23 >>Or... just have the repository module run directly off of the tarball,
24 >>with an additional pregenerated index of file -> offset. (that's a
25 >>ways off, but something I intend to try at some point).
26 >
27 >
28 > Actually, I hacked portage to do this a few years ago. I generated a
29 > .zip[1] of the portdir (was ~16MB, compared to ~120MB uncompressed). The
30 > server maintained diffs in the following scheme:
31 >
32 > - Full snapshot every hour
33 > - Deltas hourly back 24 hours
34 > - Deltas daily back a week
35 > - Deltas weekly back two months
36 Elaborate; back from when, the current time/date? Or just version
37 'leaps' as it were? If you're recalc'ing the delta all the way back for
38 each hour, the cost adds up.
40 > When a user synced, he downloaded a small manifest
41 Define small, and what was in the manifest please.
43 > from the server,
44 > telling him the size and contents of the snapshot and deltas. Based on
45 > time stamps
46 What about issues with users clock being wacky? Yes, systems should
47 have a correct clock, but rsync (with our current opts) doesn't rely on
48 mtime checks (iirc). Course just pulling the last timestamp from the
49 server addresses this...
51 > he would locally calculate which deltas he would need to
52 > fetch.
53 One failing with this I'd see is that in generating a *total*, tree
54 snapshot to tree snapshot delta, the unmatched files (files that are
55 new, or cannot be mapped back via filepath to the older snapshot) can't
56 be easily diff'ed.

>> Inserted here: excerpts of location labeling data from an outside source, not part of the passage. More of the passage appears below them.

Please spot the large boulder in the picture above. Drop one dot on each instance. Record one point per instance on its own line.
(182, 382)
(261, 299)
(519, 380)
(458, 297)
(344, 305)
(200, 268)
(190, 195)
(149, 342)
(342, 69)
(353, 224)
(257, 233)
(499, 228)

Can be worked around though.
58 > If the size of the deltas were >= size of the full snapshot, just
59 > go for the new snapshot.
60 >
61 > This system didn't use xdelta, just .zips, but it could.
62 >
63 > Locally, everything was stored in /usr/ (but could be
64 > anywhere), and I hacked portage to read everything straight out the .zip
65 > file instead of the file system.
66 Sounds like one helluva hack :)
68 > Whenever a package was being merged, the ebuild and all stuff in files/
69 > was extracted, so that the cli tools (bash, ebuild script) could get at
70 > them.
71 I'd wonder how to integrate gpg/md5'ing of the snapshot into that.
72 Shouldn't be hard, but would be expensive w/out careful management (ie,
73 don't re-verify a repo if the repo has been verified once already).
74 Offhand, this *should* be possible in a clean way with a bit of work.
76 > Performance was not really an issue, since already then, there was some
77 > caching going on. emerge -s, emerge <package>, emerge -pv world was not
78 > appreciably slower. emerge metadata was:/ This may have changed by now,
79 > and unfavourably so.
80 emerge metadata in cvs head *now* pretty much requires 2*nodes in the
81 new tree; read from the metadata/cache, translate it[1], dump it. While
82 doing this, build up a dict of invalid metadata on the local system,
83 wipe it post metadata transfer. So... uncompressed a file, then
84 interpretting it would be likely slower then the current flat list
85 approach (it's actually pretty speedy in .19 and head). External cache
86 db? sqlite seems like overkill, and anydbm has concurrency issues for
87 updates, but since the repo is effectively 'frozen' (user can't modify
88 the ebuild), anydbm should suffice.
90 [1] eclass translation- stable stores eclass data per cache entry in two
91 locations, eclass_db, and cache backend. Had quite a few bugs with
92 this, and it's kind of screwwy in design. Head stores *all* of that
93 entries eclass data in the cache backend; thus going from
94 metadata/cache's just INHERITED="eutils" (fex), you have to translate it
95 to a _full_ eclass entry for the cache backend, eutils\tlocation\tmtime
96 (roughly, code isn't in front of me).
98 > However, the patch was obviously rather intrusive, and people liked
99 > rsync a lot, so it never went in.
101 > However, sign me up for hacking on the
102 > "sync module", whenever that's gonna happen.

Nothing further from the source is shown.